In the following code, I have one DataFrame with two rows and a series with two values.
I would like to set the Series values in the column of my DataFrame.
import pandas as pd
import numpy as np
df = pd.DataFrame(np.random.randn(2, 1), index=["one", "two"])
print(df)
s = pd.Series(np.random.randn(2), index=["four", "five"])
df.loc[:, 0] = s
print(df)
However, the Series and the Dataframe doesn’t have the same index.

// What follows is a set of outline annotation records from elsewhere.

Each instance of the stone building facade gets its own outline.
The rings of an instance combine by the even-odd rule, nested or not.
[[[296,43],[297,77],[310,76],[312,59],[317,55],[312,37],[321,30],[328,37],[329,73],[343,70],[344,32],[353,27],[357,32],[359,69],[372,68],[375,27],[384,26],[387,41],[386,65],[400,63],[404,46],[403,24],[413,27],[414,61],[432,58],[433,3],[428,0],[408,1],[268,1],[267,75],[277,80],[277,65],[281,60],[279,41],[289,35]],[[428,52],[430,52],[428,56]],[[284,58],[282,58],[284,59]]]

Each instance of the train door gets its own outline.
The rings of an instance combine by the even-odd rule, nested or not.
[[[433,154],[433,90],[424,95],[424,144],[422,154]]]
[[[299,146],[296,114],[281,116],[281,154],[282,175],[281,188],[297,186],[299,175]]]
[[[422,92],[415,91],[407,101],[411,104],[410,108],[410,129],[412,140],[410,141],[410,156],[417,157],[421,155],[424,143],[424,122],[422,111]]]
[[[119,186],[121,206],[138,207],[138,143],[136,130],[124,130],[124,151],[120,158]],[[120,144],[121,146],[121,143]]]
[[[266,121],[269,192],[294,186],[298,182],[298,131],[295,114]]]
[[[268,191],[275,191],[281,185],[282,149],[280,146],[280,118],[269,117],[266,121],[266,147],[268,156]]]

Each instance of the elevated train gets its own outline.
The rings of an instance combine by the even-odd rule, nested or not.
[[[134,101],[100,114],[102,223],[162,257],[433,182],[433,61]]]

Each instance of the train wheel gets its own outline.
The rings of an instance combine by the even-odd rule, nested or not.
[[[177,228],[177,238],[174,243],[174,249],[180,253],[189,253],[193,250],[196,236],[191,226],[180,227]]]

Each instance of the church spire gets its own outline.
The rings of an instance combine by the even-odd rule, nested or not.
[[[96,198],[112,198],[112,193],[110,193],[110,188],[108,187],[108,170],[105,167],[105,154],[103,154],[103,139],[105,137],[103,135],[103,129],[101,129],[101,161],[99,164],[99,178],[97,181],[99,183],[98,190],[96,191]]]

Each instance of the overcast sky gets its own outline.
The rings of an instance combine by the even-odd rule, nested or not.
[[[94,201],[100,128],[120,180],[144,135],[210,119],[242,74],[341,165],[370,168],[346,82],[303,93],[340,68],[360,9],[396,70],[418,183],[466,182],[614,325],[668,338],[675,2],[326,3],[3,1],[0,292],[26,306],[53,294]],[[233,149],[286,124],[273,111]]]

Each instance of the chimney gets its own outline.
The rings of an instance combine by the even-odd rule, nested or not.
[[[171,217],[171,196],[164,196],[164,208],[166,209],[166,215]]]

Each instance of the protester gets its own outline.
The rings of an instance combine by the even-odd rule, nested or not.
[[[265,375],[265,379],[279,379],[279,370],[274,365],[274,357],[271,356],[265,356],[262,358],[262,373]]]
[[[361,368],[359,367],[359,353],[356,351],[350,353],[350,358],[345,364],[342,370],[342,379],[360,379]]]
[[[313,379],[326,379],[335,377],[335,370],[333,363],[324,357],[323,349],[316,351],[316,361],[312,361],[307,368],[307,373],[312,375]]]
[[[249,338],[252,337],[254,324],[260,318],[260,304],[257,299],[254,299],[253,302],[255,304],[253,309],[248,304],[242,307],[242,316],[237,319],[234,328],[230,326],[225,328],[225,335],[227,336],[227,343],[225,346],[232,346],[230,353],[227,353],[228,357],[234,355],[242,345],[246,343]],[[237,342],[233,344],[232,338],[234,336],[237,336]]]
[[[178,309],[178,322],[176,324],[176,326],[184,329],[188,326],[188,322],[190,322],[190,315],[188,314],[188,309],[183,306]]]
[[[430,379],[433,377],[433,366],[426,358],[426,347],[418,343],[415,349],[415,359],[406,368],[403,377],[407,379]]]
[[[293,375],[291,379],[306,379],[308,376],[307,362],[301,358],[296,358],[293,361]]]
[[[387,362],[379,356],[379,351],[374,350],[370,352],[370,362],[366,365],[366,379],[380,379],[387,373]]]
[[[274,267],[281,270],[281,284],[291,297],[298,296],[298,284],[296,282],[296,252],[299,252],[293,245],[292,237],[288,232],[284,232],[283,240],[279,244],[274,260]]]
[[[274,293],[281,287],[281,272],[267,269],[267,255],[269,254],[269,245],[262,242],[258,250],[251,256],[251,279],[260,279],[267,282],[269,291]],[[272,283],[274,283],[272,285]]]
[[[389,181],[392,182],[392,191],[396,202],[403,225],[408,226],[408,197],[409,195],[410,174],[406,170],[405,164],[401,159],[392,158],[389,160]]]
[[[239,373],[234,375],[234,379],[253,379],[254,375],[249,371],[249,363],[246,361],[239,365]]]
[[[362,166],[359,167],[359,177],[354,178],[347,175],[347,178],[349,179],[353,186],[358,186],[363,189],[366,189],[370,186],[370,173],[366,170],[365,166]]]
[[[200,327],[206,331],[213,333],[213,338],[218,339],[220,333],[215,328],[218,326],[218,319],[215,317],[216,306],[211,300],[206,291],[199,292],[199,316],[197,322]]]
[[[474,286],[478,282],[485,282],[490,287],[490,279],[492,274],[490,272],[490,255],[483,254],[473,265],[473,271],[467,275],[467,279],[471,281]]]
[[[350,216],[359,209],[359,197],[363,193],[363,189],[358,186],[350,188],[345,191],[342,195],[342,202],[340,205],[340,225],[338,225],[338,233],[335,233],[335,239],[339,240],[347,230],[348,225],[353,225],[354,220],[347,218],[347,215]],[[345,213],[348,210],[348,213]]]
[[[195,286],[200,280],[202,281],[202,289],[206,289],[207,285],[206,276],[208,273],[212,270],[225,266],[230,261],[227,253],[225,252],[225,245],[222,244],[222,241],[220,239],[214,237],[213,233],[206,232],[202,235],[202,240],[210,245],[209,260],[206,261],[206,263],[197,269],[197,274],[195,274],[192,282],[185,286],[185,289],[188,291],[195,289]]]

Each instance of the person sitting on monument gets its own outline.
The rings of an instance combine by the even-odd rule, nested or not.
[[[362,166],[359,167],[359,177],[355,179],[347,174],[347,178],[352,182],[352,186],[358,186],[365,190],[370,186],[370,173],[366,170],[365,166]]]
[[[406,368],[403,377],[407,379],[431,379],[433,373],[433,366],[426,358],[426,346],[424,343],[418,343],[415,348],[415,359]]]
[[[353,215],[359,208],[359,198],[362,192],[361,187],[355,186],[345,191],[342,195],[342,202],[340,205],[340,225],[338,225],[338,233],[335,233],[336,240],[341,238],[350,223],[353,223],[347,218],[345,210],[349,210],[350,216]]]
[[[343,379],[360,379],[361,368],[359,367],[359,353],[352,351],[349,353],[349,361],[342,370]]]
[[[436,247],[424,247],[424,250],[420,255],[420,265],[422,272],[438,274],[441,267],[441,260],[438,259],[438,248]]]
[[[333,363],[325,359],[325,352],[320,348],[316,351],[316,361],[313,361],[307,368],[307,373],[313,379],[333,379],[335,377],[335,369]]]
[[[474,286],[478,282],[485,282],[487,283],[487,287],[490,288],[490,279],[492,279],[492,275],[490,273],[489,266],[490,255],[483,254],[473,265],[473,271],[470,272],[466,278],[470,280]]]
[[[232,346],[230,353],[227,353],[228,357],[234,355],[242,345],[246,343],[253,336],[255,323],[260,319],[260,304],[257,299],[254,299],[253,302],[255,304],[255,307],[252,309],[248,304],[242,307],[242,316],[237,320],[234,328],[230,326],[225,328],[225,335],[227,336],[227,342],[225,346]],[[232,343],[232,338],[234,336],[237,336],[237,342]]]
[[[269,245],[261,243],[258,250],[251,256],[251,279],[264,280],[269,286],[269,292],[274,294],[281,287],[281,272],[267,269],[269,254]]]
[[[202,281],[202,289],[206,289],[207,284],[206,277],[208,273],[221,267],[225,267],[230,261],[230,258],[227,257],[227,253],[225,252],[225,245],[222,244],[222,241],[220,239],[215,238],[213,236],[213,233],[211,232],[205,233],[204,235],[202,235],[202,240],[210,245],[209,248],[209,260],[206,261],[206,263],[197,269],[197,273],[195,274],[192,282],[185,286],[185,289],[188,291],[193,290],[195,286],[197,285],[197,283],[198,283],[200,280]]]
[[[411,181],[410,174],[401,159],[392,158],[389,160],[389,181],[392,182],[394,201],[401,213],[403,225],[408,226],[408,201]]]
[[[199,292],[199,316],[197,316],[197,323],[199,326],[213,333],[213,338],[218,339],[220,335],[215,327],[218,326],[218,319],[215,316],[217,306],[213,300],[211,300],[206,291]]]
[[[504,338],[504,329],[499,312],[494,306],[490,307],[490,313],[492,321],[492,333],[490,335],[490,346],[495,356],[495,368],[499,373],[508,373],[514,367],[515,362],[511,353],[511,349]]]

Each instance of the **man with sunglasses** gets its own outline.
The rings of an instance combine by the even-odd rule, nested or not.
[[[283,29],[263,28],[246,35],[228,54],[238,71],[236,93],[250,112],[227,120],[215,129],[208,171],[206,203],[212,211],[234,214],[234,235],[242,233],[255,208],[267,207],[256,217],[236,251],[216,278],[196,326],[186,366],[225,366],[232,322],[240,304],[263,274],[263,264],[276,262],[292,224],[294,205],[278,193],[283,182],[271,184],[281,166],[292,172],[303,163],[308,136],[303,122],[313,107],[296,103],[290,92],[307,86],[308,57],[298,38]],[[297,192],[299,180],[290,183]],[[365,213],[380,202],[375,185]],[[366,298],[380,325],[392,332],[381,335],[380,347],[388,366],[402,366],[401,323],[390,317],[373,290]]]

This results in NaNs in the Dataframe.
0
one NaN
two NaN
In order to have my values in the column, I can simply use the .values attribute of s.
df.loc[:, 0] = s.values
I would like to understand what is the logic behind getting NaNs when doing the former.
>Solution :
Before adding values to a Series/column, pandas aligns the indices.
This enables you to assign data when indices are missing or not in the same order.
For example:
df = pd.DataFrame(np.random.randn(2, 1), index=["one", "two"])
s = pd.Series([2, 1], index=["two", "one"]) # notice the different order
df.loc[:, 0] = s
print(df)
0
one 1
two 2
You can check what should happen using reindex:
s = pd.Series(np.random.randn(2), index=["four", "five"])
s.reindex(df.index)
one NaN
two NaN
dtype: float64
Using values/to_numpy(), this converts the Series to numpy array and reindexing is no longer performed.